Wednesday, July 31, 2019

5 ~ Fox in the Trees

     The Wise Web Woman at The Other Side of Sixty has been hosting Words on Wednesday for the month of July 2019. This rotating party of words was started by Delores a long time ago. Computer issues led her to bow out for a while. The party was too much fun to let go, and now Words for Wednesday is provided by a number of people and has become a movable feast.
     Essentially the aim is to encourage us to write. Each week we are given a choice of prompts: which can be words, phrases, music or an image. What we do with those prompts is up to us: a short story, prose, a song, a poem, what have you. We can use some or all of the prompts.

1 ~ Completely Opposite but Exactly the Same
2 ~ Blazing
3 ~ Kendall
4 ~ Two Birds


     Blaze's ingenious idea involved purchasing vacant and abandoned shopping centers that were a blight on communities and repurposing them in a way that made them living centers for the homeless, especially those that spent time living in the subway during the winter months.  The large anchor chain store (most often grocery stores) would be transformed into two levels of one-room "studio" apartments, each with a small shower stall bathroom and kitchenette.  What had previously been a refrigerated section in the rear of the store would become a common laundry facility for the residents.

     The smaller stores that had formed the shopping center would become a variety of different business, health, and educational offices designed to train the residents in an employable skill so that they could reenter society.  Residents would receive health care (physical and mental) to ensure that they would be in better health, and without question, assist in helping them maintain sobriety if necessary.  

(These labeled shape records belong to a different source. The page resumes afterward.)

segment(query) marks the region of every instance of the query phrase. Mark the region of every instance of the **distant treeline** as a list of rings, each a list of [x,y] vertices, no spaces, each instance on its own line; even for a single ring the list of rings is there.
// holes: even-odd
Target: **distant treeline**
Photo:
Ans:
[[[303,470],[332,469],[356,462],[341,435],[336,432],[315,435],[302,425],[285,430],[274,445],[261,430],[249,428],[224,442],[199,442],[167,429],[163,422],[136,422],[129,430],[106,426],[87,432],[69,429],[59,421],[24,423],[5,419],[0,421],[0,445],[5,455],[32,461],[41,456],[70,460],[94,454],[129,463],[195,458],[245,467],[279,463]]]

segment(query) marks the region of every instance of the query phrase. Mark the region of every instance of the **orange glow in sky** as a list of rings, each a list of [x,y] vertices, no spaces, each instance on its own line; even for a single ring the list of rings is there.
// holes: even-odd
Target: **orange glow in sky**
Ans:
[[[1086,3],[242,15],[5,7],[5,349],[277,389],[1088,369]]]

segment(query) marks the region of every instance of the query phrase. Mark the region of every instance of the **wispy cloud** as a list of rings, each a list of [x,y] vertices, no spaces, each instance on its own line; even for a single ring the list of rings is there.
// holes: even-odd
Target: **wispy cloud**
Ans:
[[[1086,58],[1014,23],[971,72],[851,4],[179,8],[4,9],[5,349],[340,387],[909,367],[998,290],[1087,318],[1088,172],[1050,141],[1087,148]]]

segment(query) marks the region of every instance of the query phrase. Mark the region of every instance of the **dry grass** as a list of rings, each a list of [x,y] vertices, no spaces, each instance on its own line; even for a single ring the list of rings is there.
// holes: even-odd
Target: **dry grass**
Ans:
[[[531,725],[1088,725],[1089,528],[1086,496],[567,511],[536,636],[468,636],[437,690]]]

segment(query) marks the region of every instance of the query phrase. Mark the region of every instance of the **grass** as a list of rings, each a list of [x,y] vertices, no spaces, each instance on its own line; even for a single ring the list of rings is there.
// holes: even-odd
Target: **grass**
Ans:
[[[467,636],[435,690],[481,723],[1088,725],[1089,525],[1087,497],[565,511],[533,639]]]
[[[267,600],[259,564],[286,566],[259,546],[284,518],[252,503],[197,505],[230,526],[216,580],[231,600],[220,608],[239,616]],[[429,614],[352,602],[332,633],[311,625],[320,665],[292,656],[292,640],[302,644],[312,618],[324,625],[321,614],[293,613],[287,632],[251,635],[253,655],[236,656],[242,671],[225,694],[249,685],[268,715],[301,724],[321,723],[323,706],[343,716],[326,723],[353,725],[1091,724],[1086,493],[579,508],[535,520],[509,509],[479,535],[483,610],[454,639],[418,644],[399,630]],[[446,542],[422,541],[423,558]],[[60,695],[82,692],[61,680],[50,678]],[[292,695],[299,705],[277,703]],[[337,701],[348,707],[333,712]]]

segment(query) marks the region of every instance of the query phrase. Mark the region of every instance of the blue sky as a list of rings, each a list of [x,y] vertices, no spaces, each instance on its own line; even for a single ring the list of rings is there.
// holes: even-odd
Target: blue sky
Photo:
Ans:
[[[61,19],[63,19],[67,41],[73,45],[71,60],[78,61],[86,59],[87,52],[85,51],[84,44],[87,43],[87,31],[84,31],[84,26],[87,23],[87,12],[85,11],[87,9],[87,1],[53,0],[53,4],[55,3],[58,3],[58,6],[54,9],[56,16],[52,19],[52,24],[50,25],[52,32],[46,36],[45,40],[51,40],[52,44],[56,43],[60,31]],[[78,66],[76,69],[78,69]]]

     Once trained, residents would be employed at one of the businesses that made up the center in order to get actual work experience that could then be put on a resume or used for reference.  They would be given money management classes and savings accounts at a small bank branch that would make up one of the smaller stores.  Residents would also be trained in how to use a computer and provided with library cards to access public use terminals to assist in educational assignments.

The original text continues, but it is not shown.